For this assignment, I forcasted Monthly Sales for Total Retail from the US Census Bureau. I trained 4 predictive models on data from 2018 to 2021 and tested the models on monthly 2022 data. The predictive models include an ARIMA model, ETS model, an ARIMA dynamic regression model, and an ensemble model averaging the first three models. For my dynamic regression model I used data on US inflation as an external regressor along with a fourier transformation.
setwd("~/Documents/MSAE/Predictive Analytics")

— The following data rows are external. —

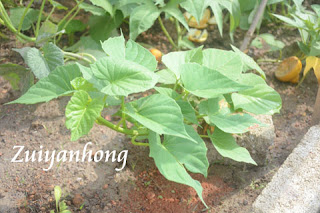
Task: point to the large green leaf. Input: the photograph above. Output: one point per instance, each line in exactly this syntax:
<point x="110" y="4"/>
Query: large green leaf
<point x="101" y="27"/>
<point x="207" y="83"/>
<point x="169" y="166"/>
<point x="259" y="99"/>
<point x="113" y="76"/>
<point x="42" y="65"/>
<point x="195" y="8"/>
<point x="193" y="156"/>
<point x="136" y="53"/>
<point x="227" y="63"/>
<point x="227" y="147"/>
<point x="159" y="113"/>
<point x="81" y="113"/>
<point x="53" y="86"/>
<point x="219" y="114"/>
<point x="249" y="62"/>
<point x="142" y="18"/>
<point x="174" y="60"/>
<point x="30" y="17"/>
<point x="115" y="47"/>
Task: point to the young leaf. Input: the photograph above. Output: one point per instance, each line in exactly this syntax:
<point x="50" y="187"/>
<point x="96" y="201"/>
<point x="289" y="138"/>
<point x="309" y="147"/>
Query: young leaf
<point x="105" y="4"/>
<point x="220" y="115"/>
<point x="42" y="65"/>
<point x="248" y="61"/>
<point x="227" y="147"/>
<point x="207" y="83"/>
<point x="113" y="76"/>
<point x="17" y="13"/>
<point x="195" y="8"/>
<point x="169" y="166"/>
<point x="114" y="47"/>
<point x="192" y="156"/>
<point x="81" y="113"/>
<point x="53" y="86"/>
<point x="159" y="113"/>
<point x="227" y="63"/>
<point x="142" y="18"/>
<point x="136" y="53"/>
<point x="313" y="62"/>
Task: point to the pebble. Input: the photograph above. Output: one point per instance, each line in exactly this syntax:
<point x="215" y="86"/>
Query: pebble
<point x="77" y="200"/>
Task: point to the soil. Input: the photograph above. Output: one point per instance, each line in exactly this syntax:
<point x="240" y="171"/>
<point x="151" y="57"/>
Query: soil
<point x="97" y="187"/>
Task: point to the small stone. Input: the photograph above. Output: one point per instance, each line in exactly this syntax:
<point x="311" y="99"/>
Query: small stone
<point x="105" y="186"/>
<point x="77" y="200"/>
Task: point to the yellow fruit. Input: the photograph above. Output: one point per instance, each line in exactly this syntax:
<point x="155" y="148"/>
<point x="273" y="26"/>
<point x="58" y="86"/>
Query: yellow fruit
<point x="198" y="35"/>
<point x="192" y="22"/>
<point x="157" y="53"/>
<point x="289" y="70"/>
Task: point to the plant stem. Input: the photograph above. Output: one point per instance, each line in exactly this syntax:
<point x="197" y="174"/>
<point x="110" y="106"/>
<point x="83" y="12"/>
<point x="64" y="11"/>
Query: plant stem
<point x="39" y="18"/>
<point x="137" y="143"/>
<point x="106" y="123"/>
<point x="66" y="24"/>
<point x="166" y="33"/>
<point x="24" y="14"/>
<point x="8" y="23"/>
<point x="77" y="56"/>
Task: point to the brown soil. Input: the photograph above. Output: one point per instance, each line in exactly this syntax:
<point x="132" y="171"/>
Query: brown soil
<point x="139" y="187"/>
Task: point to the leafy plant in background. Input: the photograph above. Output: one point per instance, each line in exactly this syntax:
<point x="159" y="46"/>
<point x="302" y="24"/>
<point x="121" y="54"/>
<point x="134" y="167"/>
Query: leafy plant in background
<point x="198" y="85"/>
<point x="61" y="206"/>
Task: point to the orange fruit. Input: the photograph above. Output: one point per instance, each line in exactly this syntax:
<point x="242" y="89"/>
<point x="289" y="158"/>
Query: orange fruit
<point x="157" y="53"/>
<point x="289" y="70"/>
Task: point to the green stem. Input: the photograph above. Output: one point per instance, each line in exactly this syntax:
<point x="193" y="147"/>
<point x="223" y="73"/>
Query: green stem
<point x="137" y="143"/>
<point x="166" y="33"/>
<point x="51" y="12"/>
<point x="8" y="23"/>
<point x="24" y="14"/>
<point x="67" y="23"/>
<point x="39" y="18"/>
<point x="77" y="56"/>
<point x="106" y="123"/>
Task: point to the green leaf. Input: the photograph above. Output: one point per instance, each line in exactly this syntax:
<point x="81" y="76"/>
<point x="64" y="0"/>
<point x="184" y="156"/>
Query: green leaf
<point x="227" y="147"/>
<point x="42" y="65"/>
<point x="17" y="13"/>
<point x="174" y="60"/>
<point x="136" y="53"/>
<point x="192" y="156"/>
<point x="159" y="113"/>
<point x="166" y="76"/>
<point x="195" y="8"/>
<point x="172" y="8"/>
<point x="207" y="83"/>
<point x="219" y="113"/>
<point x="260" y="99"/>
<point x="115" y="47"/>
<point x="169" y="166"/>
<point x="47" y="30"/>
<point x="249" y="62"/>
<point x="105" y="4"/>
<point x="53" y="86"/>
<point x="97" y="11"/>
<point x="142" y="18"/>
<point x="80" y="83"/>
<point x="81" y="113"/>
<point x="273" y="44"/>
<point x="227" y="63"/>
<point x="101" y="31"/>
<point x="113" y="76"/>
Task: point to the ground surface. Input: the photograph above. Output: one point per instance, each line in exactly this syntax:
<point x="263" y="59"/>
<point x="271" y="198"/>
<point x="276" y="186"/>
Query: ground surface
<point x="97" y="187"/>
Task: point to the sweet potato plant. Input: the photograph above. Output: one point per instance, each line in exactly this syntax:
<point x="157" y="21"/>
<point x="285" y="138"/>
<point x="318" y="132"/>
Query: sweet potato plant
<point x="199" y="85"/>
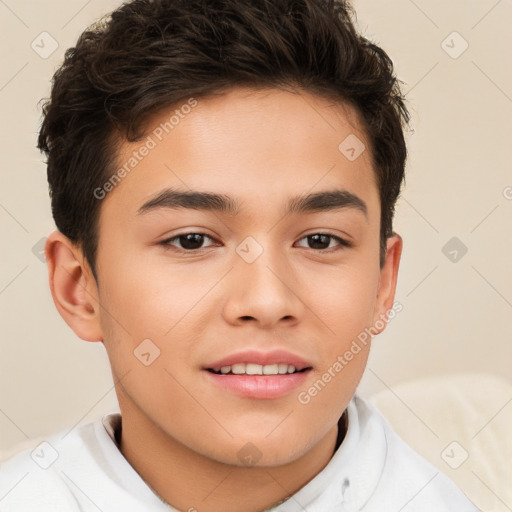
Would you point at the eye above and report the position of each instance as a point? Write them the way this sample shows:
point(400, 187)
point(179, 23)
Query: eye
point(189, 241)
point(322, 241)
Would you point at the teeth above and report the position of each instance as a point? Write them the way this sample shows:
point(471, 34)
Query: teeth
point(283, 368)
point(270, 369)
point(257, 369)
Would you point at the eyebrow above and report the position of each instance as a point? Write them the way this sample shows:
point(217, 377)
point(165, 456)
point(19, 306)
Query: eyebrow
point(310, 203)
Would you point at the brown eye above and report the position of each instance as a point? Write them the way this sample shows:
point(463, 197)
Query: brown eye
point(322, 241)
point(187, 241)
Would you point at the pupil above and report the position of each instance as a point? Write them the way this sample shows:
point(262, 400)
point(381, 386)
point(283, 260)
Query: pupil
point(191, 241)
point(319, 239)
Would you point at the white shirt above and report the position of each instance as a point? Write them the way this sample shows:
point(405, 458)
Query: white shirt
point(372, 471)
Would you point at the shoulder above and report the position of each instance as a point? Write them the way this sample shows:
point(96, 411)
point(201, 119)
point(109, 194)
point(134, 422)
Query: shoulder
point(407, 480)
point(41, 478)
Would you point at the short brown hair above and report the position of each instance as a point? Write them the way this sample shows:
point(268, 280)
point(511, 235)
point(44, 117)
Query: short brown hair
point(148, 55)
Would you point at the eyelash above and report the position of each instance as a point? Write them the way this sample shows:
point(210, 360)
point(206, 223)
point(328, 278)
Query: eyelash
point(167, 243)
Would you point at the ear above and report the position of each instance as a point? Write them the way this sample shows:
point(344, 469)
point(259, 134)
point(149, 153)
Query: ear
point(73, 287)
point(387, 282)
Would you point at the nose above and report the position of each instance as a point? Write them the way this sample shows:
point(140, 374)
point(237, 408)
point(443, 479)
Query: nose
point(264, 292)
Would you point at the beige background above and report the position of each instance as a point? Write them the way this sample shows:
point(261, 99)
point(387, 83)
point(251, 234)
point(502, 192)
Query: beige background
point(456, 315)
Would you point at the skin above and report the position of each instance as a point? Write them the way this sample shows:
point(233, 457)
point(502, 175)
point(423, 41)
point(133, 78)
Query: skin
point(181, 433)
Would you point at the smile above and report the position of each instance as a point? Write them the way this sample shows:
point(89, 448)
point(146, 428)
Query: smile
point(257, 369)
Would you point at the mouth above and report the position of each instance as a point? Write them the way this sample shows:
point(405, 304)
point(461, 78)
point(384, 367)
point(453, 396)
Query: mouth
point(258, 369)
point(258, 375)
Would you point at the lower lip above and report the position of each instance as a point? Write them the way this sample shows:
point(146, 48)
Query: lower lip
point(263, 387)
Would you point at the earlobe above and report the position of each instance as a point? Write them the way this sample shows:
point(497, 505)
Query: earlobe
point(73, 287)
point(387, 281)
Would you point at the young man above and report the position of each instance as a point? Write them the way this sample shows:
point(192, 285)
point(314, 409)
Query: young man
point(223, 177)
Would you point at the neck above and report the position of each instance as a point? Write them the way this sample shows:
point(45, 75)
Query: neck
point(190, 481)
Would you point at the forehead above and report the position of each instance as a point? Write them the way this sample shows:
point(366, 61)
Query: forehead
point(257, 146)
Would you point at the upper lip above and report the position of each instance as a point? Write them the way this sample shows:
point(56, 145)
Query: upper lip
point(275, 356)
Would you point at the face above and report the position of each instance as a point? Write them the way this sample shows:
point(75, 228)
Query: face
point(192, 296)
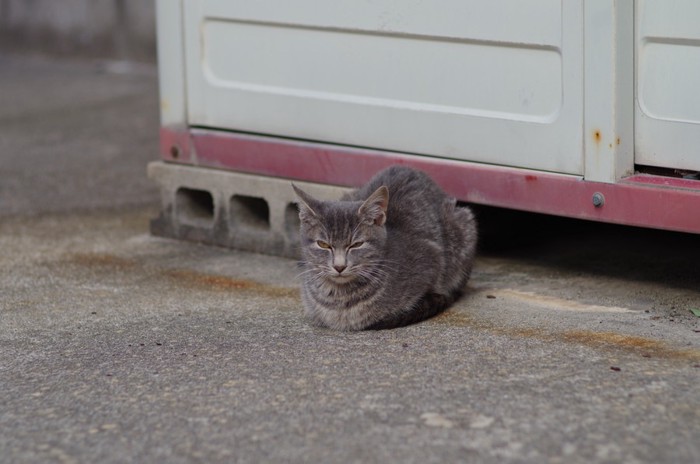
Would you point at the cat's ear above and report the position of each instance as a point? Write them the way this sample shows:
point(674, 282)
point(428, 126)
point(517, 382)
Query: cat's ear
point(373, 210)
point(306, 204)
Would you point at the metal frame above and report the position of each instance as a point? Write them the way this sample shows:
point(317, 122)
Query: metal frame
point(639, 200)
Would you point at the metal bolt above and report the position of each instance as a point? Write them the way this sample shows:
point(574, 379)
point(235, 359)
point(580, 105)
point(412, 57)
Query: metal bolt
point(598, 199)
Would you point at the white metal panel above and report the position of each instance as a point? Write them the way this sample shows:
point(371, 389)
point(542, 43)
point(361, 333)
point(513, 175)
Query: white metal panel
point(667, 124)
point(609, 113)
point(497, 82)
point(171, 63)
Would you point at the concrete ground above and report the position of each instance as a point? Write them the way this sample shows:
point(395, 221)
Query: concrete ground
point(575, 342)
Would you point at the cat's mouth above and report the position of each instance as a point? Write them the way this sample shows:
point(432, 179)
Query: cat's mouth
point(342, 278)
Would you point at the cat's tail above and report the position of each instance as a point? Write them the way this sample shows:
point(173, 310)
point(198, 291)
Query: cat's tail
point(430, 305)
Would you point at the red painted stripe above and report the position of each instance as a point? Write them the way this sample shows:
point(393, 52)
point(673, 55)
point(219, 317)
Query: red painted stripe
point(647, 201)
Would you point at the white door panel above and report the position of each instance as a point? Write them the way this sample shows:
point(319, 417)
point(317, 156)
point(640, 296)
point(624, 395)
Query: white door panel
point(497, 82)
point(667, 113)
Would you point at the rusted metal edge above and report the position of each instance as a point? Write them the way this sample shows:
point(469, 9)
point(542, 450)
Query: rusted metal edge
point(644, 201)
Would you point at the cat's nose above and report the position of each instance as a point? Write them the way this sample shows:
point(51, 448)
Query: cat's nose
point(339, 267)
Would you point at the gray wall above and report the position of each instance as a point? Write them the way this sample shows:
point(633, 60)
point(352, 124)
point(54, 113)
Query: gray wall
point(118, 29)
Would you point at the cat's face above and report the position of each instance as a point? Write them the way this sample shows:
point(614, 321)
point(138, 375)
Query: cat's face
point(343, 241)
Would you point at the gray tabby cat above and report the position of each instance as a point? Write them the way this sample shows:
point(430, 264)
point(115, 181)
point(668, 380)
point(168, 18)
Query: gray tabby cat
point(392, 253)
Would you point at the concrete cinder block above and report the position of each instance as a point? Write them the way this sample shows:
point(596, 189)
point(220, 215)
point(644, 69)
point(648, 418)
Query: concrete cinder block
point(230, 209)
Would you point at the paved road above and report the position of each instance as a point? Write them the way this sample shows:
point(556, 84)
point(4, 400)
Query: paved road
point(575, 342)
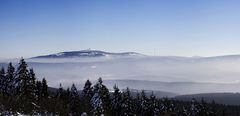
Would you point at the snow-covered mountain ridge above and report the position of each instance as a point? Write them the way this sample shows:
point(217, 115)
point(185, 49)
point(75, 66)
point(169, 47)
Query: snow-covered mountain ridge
point(87, 53)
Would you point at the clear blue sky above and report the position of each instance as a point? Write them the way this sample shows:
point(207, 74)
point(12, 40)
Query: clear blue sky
point(171, 27)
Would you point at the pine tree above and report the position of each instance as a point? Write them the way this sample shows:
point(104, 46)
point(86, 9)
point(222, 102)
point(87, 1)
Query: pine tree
point(62, 101)
point(10, 79)
point(153, 107)
point(2, 81)
point(101, 99)
point(24, 91)
point(44, 90)
point(116, 102)
point(39, 90)
point(144, 104)
point(127, 104)
point(87, 94)
point(193, 108)
point(75, 105)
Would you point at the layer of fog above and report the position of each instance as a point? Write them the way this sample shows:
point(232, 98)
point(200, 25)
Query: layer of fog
point(158, 69)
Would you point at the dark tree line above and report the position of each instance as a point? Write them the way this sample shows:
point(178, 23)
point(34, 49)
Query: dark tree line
point(22, 93)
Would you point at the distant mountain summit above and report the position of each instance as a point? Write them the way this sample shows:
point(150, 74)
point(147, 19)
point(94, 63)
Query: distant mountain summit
point(87, 53)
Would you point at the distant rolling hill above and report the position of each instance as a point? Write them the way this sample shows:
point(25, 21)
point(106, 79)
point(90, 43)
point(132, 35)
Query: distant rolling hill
point(180, 75)
point(85, 53)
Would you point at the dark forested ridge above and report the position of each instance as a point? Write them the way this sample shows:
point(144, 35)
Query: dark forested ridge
point(22, 93)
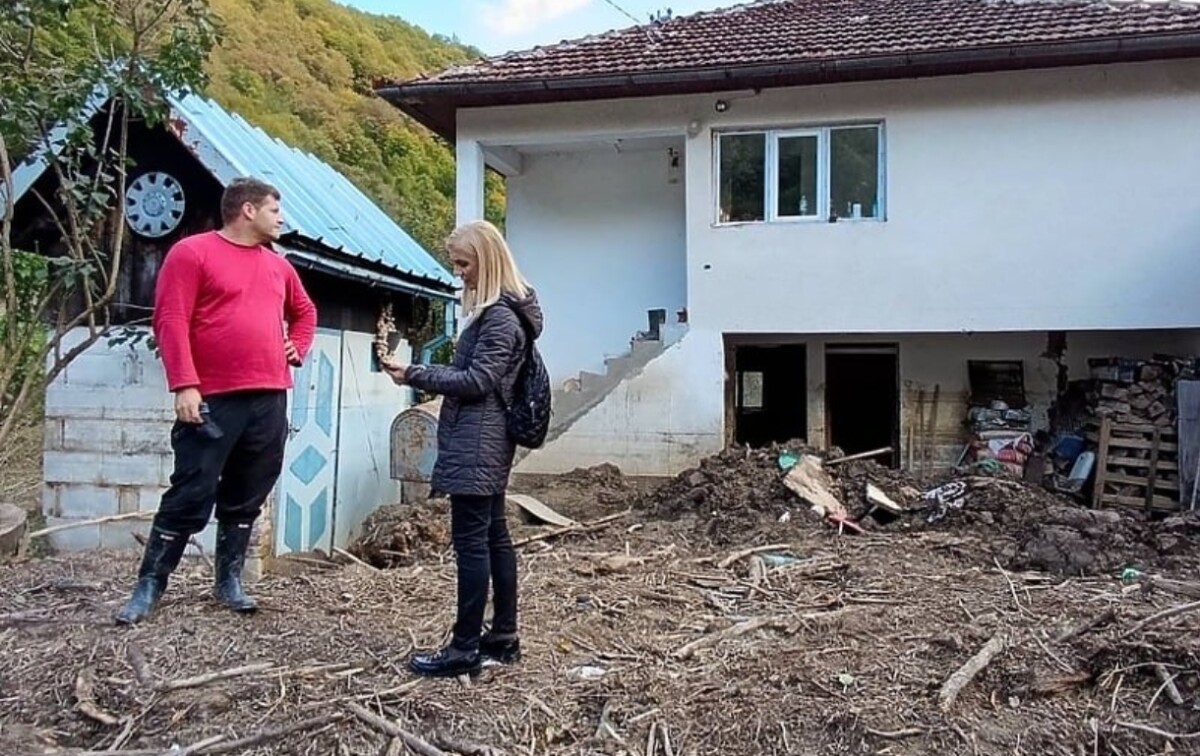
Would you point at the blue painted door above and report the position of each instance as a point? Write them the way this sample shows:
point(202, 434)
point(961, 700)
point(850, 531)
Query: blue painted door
point(306, 495)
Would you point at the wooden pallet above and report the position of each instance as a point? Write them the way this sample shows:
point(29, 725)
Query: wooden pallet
point(1135, 466)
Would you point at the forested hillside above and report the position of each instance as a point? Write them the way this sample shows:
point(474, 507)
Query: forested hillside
point(303, 71)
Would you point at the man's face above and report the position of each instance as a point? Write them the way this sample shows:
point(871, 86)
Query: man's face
point(265, 220)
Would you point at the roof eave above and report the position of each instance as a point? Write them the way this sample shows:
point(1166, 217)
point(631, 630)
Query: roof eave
point(436, 103)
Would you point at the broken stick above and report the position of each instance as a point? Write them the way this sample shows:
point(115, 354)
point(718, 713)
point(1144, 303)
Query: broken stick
point(595, 525)
point(1087, 625)
point(862, 455)
point(1175, 611)
point(213, 677)
point(85, 697)
point(238, 747)
point(732, 631)
point(387, 727)
point(727, 562)
point(957, 682)
point(84, 523)
point(1168, 679)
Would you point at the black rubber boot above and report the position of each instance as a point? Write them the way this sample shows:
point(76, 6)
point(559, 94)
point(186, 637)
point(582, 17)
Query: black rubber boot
point(160, 559)
point(233, 539)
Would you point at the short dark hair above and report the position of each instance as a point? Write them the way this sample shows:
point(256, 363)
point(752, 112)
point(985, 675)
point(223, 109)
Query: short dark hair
point(239, 192)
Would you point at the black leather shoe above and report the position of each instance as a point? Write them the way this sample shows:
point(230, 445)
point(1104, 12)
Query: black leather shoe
point(505, 649)
point(449, 661)
point(162, 553)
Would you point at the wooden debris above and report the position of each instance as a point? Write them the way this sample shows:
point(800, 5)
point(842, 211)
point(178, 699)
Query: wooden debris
point(733, 558)
point(1087, 625)
point(457, 747)
point(84, 523)
point(750, 625)
point(12, 531)
point(213, 677)
point(138, 664)
point(587, 527)
point(1161, 616)
point(1057, 685)
point(877, 498)
point(967, 672)
point(354, 559)
point(1169, 685)
point(813, 484)
point(381, 724)
point(862, 455)
point(539, 511)
point(1180, 587)
point(85, 699)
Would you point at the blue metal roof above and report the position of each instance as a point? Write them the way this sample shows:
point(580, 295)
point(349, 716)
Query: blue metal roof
point(318, 202)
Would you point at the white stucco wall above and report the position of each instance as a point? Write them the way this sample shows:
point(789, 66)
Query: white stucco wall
point(672, 414)
point(370, 403)
point(1027, 201)
point(658, 423)
point(601, 235)
point(107, 447)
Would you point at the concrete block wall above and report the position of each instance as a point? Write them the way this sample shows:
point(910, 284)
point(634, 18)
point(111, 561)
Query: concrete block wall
point(107, 448)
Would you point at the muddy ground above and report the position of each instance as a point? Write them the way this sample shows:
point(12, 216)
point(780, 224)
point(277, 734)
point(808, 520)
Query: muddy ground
point(654, 629)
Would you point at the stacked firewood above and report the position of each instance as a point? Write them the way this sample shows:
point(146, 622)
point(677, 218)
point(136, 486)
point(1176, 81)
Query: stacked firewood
point(1138, 391)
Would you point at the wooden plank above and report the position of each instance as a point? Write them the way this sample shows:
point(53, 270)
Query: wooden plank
point(1102, 462)
point(1153, 471)
point(1134, 443)
point(1144, 483)
point(538, 510)
point(1159, 503)
point(1164, 466)
point(1188, 396)
point(1126, 427)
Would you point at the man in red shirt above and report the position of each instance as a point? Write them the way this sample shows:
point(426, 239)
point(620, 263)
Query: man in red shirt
point(231, 319)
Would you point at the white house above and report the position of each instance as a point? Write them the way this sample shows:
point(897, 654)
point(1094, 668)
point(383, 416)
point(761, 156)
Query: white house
point(107, 450)
point(838, 205)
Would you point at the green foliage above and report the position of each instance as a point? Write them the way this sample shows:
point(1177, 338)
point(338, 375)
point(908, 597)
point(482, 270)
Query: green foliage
point(58, 57)
point(305, 70)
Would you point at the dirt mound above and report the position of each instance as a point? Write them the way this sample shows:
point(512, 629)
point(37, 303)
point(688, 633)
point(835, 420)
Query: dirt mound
point(1024, 527)
point(1030, 528)
point(729, 493)
point(403, 534)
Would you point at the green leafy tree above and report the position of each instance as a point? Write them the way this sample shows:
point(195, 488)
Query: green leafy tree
point(60, 60)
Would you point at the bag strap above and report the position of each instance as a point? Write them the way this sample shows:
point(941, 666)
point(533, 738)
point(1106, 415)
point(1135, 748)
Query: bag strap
point(528, 347)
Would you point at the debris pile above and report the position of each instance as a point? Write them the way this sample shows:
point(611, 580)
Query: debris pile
point(403, 534)
point(1138, 391)
point(729, 491)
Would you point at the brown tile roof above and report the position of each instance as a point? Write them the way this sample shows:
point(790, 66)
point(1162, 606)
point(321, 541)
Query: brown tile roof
point(805, 41)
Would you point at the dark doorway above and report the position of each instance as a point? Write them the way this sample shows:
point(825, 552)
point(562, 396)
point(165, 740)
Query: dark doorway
point(863, 399)
point(769, 394)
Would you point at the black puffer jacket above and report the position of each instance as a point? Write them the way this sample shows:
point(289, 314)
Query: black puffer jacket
point(474, 449)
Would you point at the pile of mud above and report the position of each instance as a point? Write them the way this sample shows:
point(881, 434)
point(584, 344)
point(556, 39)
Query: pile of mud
point(1023, 526)
point(402, 534)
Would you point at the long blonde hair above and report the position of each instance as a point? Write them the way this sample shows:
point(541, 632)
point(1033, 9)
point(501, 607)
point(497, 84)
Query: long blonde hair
point(498, 271)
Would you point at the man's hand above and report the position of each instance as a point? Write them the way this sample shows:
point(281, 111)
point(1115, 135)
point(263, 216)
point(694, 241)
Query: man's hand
point(187, 406)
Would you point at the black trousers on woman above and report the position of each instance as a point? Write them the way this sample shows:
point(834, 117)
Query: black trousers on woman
point(485, 555)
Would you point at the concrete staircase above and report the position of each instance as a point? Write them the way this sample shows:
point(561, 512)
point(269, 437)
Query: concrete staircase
point(579, 395)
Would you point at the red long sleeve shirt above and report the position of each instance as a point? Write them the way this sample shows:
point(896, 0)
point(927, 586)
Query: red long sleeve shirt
point(219, 316)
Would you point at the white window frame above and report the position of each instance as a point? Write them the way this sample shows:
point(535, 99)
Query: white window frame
point(771, 174)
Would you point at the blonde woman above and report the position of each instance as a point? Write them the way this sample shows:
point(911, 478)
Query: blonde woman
point(474, 449)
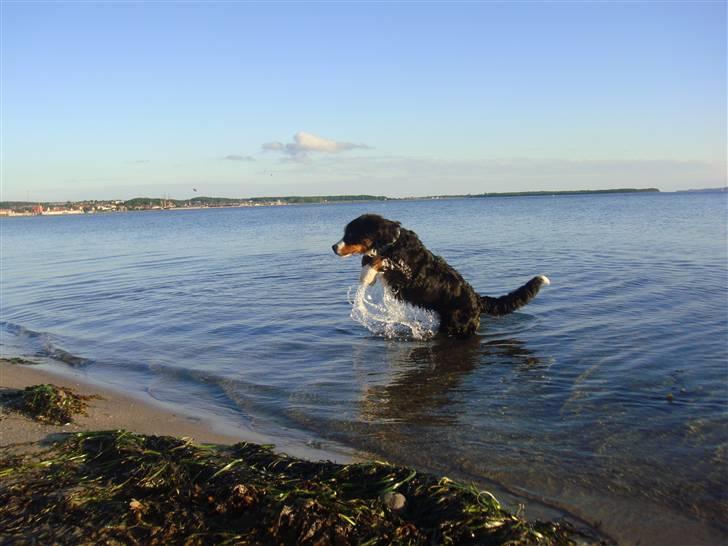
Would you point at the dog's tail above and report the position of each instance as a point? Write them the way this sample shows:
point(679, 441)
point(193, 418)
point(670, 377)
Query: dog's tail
point(513, 300)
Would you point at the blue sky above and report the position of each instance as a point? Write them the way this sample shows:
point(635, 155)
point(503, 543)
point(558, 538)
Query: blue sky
point(241, 99)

retaildata <- read.csv("retaildata.csv")
retaildata <- retaildata %>%
mutate(Month = yearmonth(Month)) %>%
tsibble(index = Month)
retaildata$Retail = as.numeric(retaildata$Retail)
training <- retaildata %>%
filter(year(Month) < 2022 & year(Month) > 2017)
test <- retaildata %>%
filter(year(Month) == 2022)
#creating a 12 month lag in CPI for test set
test$CPI = retaildata$CPI[13:24]
training %>% autoplot() +
labs(title = "Monthly Sales for Total Retail Sales, 2018-2021") +
xlab("Month") +
ylab("Sales ($ in Millions)")
## Plot variable not specified, automatically selected `.vars = Retail`
training %>% autoplot(CPI) +
labs(title = "Consumer Price Index, 2018-2021") +
xlab("Month") +
ylab("CPI")
There is an observed seasonal trend in the data, with retail sales increasing over the course of the year and spiking in December around the holidays. You can see the effects of the pandemic in 2020, as sales dropped significantly in March and April when many businesses were closed and there was a lot of economic uncertainty. Sales quickly pick up again though and actually trend significantly higher in 2021. It would be interesting to compare to data of the service industry to see how retail sales may have been favored over in person services during this time.
training %>% gg_season(Retail) +
labs(title = "Seasonality of Retail Sales") +
xlab("Month") +
ylab("Sales ($ in Millions)")
ARIMA_model <- training %>%
model(ARIMA(log(Retail)))
ARIMA_fcst <- ARIMA_model %>% forecast(test)
ARIMA_plot <- ARIMA_model %>% forecast(test) %>% autoplot(test) +
labs(title = "ARIMA model") +
xlab("Month") +
ylab("Sales ($ in Millions)")
ARIMA_accuracy <- accuracy(ARIMA_fcst, test)
report(ARIMA_model)
## Series: Retail
## Model: ARIMA(0,1,2)(0,1,0)[12]
## Transformation: log(Retail)
##
## Coefficients:
## ma1 ma2
## 0.0148 -0.6296
## s.e. 0.1535 0.1590
##
## sigma^2 estimated as 0.003821: log likelihood=48.6
## AIC=-91.19 AICc=-90.42 BIC=-86.52
ARIMA_model %>% gg_tsresiduals(lag_max = 12) + labs(title = "ARIMA model")
ARIMA_plot
Here I used CPI as an external regressor, ensuring the model used a lag of 12 months. Additionally, I used fourier terms to capture seasonal patterns. Including the fourier terms significantly reduces the bias of the model.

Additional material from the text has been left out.